Прохожу в лагерном гестапо последнюю процедуру. Гестаповец, называя меня коммунистом, неожиданно хватает правую руку и прижимает пальцы к подушке с фиолетовой краской, потом аккуратно, начиная с большого пальца, делает отпечатки в толстой книге, выдает билет с номерным талоном, где под оттиском моего указательного пальца написано: «За черту лагеря не выводить». Потом меня облачили в лагерную робу с латинской буквой «F» на спине. Значит, «флигер» (летчик) — догадался я. В нашем отдельном блоке барака, расположенном рядом с полицейским участком, одиннадцать человек. Вскоре привели еще двоих. Лица их показались мне знакомыми. Это были командир эскадрильи братского 42-го полка капитан Илларион Горбунов и его стрелок Иван Дашенков. Как я потом выяснил, они были сбиты под Кенигсбергом. Горящий «ил» Илларион Иванович продолжал вести на цель до тех пор, пока штурман не сбросил бомбы на головы врага. Сейчас у летчика сильные ожоги на лице. Увидев меня, он горько улыбнулся...
И потекло страшное и кошмарное время лагерной жизни. Целые дни мы были на разных работах. То выгружали вагоны, то копали какие-то траншеи. За малейшие нарушения лагерного порядка военнопленных жестоко избивали, сажали в карцер. Оттуда по ночам неслись раздирающие душу крики. Все мы испытывали страшный голод. Пищу раздавали один раз в сутки. На лагерную площадь пленные узники привозили на себе котлы с баландой.
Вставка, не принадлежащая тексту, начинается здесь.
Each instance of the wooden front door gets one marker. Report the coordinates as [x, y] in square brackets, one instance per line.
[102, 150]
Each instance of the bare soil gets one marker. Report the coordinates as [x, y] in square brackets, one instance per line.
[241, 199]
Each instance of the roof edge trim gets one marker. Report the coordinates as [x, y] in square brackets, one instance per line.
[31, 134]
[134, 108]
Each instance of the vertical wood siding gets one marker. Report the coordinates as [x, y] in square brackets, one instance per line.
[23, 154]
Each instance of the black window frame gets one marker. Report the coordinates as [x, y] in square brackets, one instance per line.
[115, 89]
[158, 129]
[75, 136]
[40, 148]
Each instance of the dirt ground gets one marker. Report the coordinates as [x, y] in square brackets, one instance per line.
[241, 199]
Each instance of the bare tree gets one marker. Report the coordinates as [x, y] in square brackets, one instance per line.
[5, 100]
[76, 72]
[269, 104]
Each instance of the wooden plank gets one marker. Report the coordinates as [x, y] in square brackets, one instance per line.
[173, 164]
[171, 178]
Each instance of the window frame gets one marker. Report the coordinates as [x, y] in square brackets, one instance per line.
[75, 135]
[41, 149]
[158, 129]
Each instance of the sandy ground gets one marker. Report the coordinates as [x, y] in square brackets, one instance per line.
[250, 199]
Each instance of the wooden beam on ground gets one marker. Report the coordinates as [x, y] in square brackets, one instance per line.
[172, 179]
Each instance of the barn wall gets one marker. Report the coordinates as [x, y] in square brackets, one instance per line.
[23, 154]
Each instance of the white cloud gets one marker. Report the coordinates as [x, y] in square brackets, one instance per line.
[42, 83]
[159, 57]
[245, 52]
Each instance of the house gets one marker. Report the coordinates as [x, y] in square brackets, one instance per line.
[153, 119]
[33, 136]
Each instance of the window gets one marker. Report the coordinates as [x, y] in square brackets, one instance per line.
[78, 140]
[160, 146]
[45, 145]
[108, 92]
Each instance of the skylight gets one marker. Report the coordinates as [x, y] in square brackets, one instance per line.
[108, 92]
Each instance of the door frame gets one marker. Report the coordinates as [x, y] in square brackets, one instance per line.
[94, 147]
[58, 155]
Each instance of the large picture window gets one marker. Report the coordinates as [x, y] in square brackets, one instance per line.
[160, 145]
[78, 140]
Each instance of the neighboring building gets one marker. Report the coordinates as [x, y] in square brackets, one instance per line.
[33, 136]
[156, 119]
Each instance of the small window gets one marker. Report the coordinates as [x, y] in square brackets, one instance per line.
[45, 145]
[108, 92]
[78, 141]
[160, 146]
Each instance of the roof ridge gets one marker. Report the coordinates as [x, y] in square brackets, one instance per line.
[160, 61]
В консервную банку наливали грязно-серой вонючей жидкости, давали маленький кусочек хлеба, похожего на жмых, — таким был наш суточный рацион. По вечерам туда же, на площадь, привозили котлы с коричневым пойлом, так называемым кофе. Большинство узников не пили эту жидкость — воды в лагере было в достатке. У каждого из нас зрела мысль о побеге из этого ада. Мы с Горбуновым и Дашенковым вместе стали готовиться к побегу. Остальной летный состав был нам мало знаком. Опасались провокаторов. Постепенно товарищи объединялись, готовясь к побегу. Хорошим организатором в этом деле показал себя морской летчик капитан Сергей Щетинин. Этот красивый брюнет с вьющейся густой шевелюрой, волевым лицом и проницательными глазами понравился нам сразу. На нем оставались морской бушлат и полосатая морская тельняшка. Все мы его считали нашим вожаком, организатором будущего побега. В тесном контакте с нами был и летчик Степан Беляев.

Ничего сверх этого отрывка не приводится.